= Patric Caird =

Canadian composer

Patric Caird is a Canadian film and television composer.

==Biography==
Patric Caird has been working as a composer for film and television since the early 1990s. In that time he has written more than 400 film and television scores which have been broadcast worldwide.

Patric Caird's musical career began as a jazz saxophone player - playing, touring and recording with many of the west coast's premiere jazz and blues artists, notably with the Juno Award (Canadian Grammy) winning band The Powder Blues, whose 1981 record Thirsty Ears was certified platinum in Canada while the band's greatest hits album First Decade (1990) became certified gold. With The Powder Blues Patric Caird toured Canada and the US for 14 years.

When at home in Vancouver, BC, Patric was busy as a session player, arranger and producer which ultimately led to his work as a composer for film and television in 1994. The diversity of his craft offered him the opportunity to compose for a variety of programming including animation, documentaries, comedy and drama. In the animation world, he worked extensively with Danny Antonucci both while at International Rocketship and later when Antonucci started his own studio - a.k.a. Cartoon. It was for the studio that he composed the score for the animated series The Brothers Grunt that aired on MTV. Later, he wrote all of the music for another a.k.a. Cartoon production, Cartoon Network’s Ed, Edd n Eddy. Additionally, he has composed music for popular TV series including The Outer Limits (Showtime/SyFy), Dead Zone (USA Network), Wildfire (ABC Family), These Arms of Mine (CBC) and Kink (Showcase), among several others. Patric Caird also has an extensive career in feature film composition. In 2000, his music for film garnered him a Genie Award (Canada's Oscar) for the Infinity Features film Here's to Life! with Kim Hunter, James Whitmore and Ossie Davis. His film credits also include the film Dead Heat with Kiefer Sutherland, Ann Marie Fleming's The French Guy (Park City Film Music Festival Gold Medal) and National Lampoon's Going the Distance among others. In 2014, Patric Caird composed the score for the Fox series Rake starring Greg Kinnear. Patric Caird continues to compose for film, television, theater and new media.

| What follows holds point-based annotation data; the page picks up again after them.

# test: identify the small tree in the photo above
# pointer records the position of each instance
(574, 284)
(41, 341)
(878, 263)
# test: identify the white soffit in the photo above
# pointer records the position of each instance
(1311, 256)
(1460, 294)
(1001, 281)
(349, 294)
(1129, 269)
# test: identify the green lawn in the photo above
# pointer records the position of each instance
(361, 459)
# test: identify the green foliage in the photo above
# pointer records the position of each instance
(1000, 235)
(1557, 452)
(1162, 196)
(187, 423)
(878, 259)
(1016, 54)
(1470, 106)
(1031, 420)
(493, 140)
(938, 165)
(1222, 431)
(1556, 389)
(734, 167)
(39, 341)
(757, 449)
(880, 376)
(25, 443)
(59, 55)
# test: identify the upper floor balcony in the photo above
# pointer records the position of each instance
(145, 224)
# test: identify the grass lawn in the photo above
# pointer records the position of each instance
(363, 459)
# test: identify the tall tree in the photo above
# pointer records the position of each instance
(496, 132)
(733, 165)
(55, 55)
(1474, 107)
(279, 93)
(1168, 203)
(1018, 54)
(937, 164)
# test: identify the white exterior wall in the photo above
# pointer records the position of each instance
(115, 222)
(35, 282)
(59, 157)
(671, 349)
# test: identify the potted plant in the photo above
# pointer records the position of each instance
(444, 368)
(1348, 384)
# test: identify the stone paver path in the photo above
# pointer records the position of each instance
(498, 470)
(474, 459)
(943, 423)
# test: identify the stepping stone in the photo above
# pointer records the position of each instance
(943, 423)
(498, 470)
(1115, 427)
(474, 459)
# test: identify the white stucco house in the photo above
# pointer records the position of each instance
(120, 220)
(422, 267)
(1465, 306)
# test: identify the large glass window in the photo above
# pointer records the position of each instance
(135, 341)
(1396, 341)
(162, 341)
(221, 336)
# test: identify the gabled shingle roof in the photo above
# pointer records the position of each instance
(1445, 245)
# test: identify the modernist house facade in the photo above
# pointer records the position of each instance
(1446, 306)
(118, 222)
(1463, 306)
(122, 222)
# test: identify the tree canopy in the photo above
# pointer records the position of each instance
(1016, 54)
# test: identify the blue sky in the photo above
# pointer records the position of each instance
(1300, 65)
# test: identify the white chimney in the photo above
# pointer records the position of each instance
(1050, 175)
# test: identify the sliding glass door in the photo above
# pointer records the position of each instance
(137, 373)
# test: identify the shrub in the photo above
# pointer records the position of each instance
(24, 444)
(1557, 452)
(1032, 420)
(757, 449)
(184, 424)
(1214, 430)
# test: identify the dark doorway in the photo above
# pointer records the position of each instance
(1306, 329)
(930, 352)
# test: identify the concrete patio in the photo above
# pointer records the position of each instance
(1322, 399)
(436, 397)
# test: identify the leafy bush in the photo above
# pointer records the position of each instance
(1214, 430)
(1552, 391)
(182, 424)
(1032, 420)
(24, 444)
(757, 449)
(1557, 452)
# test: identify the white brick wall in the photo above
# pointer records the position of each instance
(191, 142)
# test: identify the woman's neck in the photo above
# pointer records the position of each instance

A citizen of Canada, the EU and the US, Patric Caird now lives in Los Angeles where he works from his Laurel Canyon studio.

==Awards==
Patric won the Genie Award (Canadian Academy Award) for his music and has twice won the Socan International Television Series Music Award. He has also been nominated for the Gemini (Canadian Emmy) and has garnered numerous other awards and nominations, including The Park City Film Music Festival Gold Medal for Excellence, several Leo Awards and The Yorkton International Documentary Film Award. In 2015, Patric Caird was nominated for a Canadian Screen Award for Achievement in Music - Best Original Song for his collaboration with Sonya Jezebel Cote in the film Tru Love.